Eye Movement Desensitization and Reprocessing

Eye Movement Desensitization and Reprocessing

Eye Movement Desensitization and Reprocessing (EMDR) is a powerful psychotherapy approach that has helped an estimated two million people of all ages relieve many types of psychological distress. It can be thought of as a physiologically based therapy that helps a person see disturbing material in a new and less distressing way.

When a person is very upset, their brain cannot process information as it does ordinarily. An event becomes “stuck” or “frozen in time” and remembering it may be disturbing because the images, sounds, smells and feelings haven’t changed. This lasting, negative effect interferes with the way a person sees the world and how they relate to others.

With EMDR, normal information processing is resumed, so a person no longer relives the images, sounds, and feelings when the event is brought to mind. Memories of what happened are still there, but they no longer upset us like they did previously. This appears to be what occurs naturally during dreaming or REM (rapid eye movement) sleep.

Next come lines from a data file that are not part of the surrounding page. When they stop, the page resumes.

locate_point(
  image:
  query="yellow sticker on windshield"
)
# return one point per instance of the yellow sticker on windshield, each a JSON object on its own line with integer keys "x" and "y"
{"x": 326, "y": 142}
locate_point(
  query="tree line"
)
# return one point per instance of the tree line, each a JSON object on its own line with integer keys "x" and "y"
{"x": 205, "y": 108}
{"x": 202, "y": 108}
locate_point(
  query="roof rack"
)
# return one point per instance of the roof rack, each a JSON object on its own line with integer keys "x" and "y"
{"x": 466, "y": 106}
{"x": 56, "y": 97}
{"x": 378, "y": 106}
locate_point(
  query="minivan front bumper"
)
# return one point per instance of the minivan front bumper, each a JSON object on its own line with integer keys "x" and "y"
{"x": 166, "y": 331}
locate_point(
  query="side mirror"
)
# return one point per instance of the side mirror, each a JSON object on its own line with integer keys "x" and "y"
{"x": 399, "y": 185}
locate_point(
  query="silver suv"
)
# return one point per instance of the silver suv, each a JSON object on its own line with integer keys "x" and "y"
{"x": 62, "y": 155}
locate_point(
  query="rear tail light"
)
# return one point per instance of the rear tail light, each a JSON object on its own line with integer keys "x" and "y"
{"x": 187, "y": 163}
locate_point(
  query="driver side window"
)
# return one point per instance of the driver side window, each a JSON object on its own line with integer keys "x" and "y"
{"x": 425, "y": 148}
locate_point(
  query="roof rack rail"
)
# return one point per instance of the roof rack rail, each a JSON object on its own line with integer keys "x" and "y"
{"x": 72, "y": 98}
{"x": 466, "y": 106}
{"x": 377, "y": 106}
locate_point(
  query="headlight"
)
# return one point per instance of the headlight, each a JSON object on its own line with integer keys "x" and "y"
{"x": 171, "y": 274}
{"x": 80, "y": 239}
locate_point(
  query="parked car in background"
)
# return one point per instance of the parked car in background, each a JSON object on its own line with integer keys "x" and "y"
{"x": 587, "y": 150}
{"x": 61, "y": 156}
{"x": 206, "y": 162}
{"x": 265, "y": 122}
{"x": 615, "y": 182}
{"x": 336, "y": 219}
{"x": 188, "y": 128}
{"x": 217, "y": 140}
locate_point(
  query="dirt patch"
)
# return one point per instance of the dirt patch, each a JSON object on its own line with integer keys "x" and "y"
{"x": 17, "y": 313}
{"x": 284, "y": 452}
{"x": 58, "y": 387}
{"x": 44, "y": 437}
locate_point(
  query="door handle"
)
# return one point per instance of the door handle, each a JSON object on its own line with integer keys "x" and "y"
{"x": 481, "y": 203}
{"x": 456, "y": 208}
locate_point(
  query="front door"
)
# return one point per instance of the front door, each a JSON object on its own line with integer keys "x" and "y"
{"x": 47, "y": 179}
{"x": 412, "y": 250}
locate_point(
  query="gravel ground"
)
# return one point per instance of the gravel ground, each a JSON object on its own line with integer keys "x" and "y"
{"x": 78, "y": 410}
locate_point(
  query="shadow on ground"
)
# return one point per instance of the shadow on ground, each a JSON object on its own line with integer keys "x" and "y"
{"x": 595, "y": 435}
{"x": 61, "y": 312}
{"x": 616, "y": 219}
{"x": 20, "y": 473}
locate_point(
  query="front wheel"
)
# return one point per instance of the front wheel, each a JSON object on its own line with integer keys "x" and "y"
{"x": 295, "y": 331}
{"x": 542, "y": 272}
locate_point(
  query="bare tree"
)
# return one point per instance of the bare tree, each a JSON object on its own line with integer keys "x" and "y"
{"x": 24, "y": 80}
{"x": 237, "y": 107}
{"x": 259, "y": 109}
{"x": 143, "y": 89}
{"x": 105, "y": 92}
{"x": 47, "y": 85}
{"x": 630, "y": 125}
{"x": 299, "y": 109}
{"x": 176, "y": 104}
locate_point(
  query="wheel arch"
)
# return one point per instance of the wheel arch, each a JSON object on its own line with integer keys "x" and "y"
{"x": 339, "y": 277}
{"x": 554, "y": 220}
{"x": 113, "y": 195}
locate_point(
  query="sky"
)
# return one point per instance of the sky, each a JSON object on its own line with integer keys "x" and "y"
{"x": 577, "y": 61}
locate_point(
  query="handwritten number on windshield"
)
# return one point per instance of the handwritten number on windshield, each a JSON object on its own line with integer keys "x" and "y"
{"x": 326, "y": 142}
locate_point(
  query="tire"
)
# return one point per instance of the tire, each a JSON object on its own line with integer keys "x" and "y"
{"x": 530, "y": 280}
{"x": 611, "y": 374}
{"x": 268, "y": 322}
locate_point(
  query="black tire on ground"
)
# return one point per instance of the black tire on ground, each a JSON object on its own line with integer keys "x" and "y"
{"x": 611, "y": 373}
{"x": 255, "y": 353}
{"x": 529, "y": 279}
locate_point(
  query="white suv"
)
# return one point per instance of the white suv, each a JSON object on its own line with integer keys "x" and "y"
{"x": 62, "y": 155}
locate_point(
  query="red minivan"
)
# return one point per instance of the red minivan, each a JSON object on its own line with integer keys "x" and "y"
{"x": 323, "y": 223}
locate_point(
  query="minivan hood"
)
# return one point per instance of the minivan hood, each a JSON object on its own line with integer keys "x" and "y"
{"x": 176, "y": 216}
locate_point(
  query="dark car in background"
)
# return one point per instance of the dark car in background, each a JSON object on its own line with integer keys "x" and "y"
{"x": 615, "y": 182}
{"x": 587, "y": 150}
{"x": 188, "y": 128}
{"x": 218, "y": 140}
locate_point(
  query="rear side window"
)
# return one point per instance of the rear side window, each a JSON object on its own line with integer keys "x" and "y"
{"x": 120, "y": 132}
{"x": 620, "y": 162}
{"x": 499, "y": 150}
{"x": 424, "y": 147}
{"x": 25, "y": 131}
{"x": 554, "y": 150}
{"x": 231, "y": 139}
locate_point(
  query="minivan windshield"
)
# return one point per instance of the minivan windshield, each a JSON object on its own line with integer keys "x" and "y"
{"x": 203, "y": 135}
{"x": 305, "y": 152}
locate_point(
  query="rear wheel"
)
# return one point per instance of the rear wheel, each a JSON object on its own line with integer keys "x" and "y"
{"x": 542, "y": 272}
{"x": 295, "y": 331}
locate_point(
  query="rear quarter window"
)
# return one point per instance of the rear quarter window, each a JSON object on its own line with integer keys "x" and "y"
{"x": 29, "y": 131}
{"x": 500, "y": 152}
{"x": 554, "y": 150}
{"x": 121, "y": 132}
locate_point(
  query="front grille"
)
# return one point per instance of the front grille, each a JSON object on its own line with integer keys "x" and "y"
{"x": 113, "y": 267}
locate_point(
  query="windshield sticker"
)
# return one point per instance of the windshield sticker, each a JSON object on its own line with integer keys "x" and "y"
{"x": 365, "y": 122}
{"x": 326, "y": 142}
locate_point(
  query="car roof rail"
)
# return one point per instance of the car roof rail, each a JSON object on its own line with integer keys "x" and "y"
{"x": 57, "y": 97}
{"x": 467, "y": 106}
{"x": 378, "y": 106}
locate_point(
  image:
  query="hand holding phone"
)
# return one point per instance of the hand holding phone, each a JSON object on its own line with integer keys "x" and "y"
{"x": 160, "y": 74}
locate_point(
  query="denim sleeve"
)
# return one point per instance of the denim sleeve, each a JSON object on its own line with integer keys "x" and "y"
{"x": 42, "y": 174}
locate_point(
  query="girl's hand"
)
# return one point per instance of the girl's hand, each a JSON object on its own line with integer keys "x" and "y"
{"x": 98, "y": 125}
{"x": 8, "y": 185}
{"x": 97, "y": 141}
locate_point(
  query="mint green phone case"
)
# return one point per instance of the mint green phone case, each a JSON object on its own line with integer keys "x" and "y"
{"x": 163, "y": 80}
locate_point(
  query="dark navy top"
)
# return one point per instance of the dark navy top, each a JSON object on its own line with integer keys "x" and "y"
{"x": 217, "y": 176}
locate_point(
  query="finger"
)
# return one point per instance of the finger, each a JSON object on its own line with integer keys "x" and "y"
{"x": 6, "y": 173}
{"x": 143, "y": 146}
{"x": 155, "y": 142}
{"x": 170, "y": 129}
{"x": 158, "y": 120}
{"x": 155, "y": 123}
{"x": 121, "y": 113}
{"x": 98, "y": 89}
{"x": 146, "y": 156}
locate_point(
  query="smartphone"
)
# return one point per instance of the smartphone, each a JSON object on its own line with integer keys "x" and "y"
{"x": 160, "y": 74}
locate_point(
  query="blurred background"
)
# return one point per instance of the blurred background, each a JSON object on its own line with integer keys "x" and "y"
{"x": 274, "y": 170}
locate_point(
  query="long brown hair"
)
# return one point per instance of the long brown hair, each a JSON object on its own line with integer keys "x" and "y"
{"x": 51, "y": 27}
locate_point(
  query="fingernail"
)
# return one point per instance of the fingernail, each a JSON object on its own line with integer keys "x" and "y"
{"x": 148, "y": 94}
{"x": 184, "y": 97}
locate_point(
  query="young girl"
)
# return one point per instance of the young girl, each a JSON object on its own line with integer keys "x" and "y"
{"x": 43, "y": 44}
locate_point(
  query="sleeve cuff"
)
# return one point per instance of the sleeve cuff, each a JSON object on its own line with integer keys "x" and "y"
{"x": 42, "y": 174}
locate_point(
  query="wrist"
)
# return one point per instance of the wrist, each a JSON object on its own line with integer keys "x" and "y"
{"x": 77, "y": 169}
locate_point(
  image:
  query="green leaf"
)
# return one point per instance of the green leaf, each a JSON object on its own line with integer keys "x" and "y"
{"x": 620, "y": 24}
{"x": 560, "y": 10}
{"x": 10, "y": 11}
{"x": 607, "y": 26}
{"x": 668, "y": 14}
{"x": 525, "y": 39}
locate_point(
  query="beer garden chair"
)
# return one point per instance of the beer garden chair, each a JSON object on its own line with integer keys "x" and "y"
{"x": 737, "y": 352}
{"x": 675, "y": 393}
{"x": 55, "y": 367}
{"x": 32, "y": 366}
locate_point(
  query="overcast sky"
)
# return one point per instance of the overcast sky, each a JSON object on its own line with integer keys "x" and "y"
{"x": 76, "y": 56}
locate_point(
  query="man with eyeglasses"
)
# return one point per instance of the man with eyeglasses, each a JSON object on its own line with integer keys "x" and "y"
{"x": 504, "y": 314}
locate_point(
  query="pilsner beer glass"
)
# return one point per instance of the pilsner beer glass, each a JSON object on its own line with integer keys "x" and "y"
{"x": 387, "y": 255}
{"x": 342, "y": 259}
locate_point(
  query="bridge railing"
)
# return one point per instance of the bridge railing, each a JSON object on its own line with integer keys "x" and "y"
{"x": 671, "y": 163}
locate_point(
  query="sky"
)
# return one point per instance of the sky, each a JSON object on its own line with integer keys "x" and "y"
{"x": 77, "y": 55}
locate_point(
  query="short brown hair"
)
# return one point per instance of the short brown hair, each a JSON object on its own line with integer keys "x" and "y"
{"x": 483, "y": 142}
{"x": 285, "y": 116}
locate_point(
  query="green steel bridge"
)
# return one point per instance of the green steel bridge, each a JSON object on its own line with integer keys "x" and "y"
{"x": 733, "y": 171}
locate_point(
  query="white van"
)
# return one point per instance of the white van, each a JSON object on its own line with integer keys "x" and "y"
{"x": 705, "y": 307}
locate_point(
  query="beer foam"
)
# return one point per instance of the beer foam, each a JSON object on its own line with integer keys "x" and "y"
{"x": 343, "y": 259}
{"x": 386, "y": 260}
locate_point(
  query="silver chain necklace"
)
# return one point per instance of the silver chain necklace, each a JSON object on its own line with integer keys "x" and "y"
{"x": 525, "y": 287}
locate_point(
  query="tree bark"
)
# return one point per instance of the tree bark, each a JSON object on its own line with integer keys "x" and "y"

What kind of problems can EMDR treat?

Scientific research has established EMDR as effective for post traumatic stress. However, clinicians also have reported success using EMDR in treatment of the following conditions:

Personality Disorders

Panic Attacks

Complicated Grief

Dissociative Disorders

Disturbing Memories


Body Dysmorphic Disorders

Eating Disorders


Performance Anxiety


Stress Reductions



Sexual and/or Physical Abuse

Pain Disorders

What does an EMDR session look like?

The therapist and the client work together to identify a specific problem as the focus of treatment. The client calls to mind the disturbing issue or event and what thoughts and beliefs are currently held about that event. The therapist facilitates the directional movement of the eyes or other dual attention stimulation of the brain while the client focuses on the disturbing material, and the client just notices whatever comes to mind without making any effort to control direction or content. Each person processes information uniquely through sets of bilateral stimulation of the brain until the memory becomes less disturbing and is associated with positive thought and beliefs about one’s self.

A typical EMDR session lasts from 60 to 90 minutes. The type of problem, life circumstances and the amount of previous trauma will determine how many treatment sessions are necessary. EMDR may be used within a standard “talking” therapy, as an adjunctive therapy with a separate therapist, or as a treatment all by itself.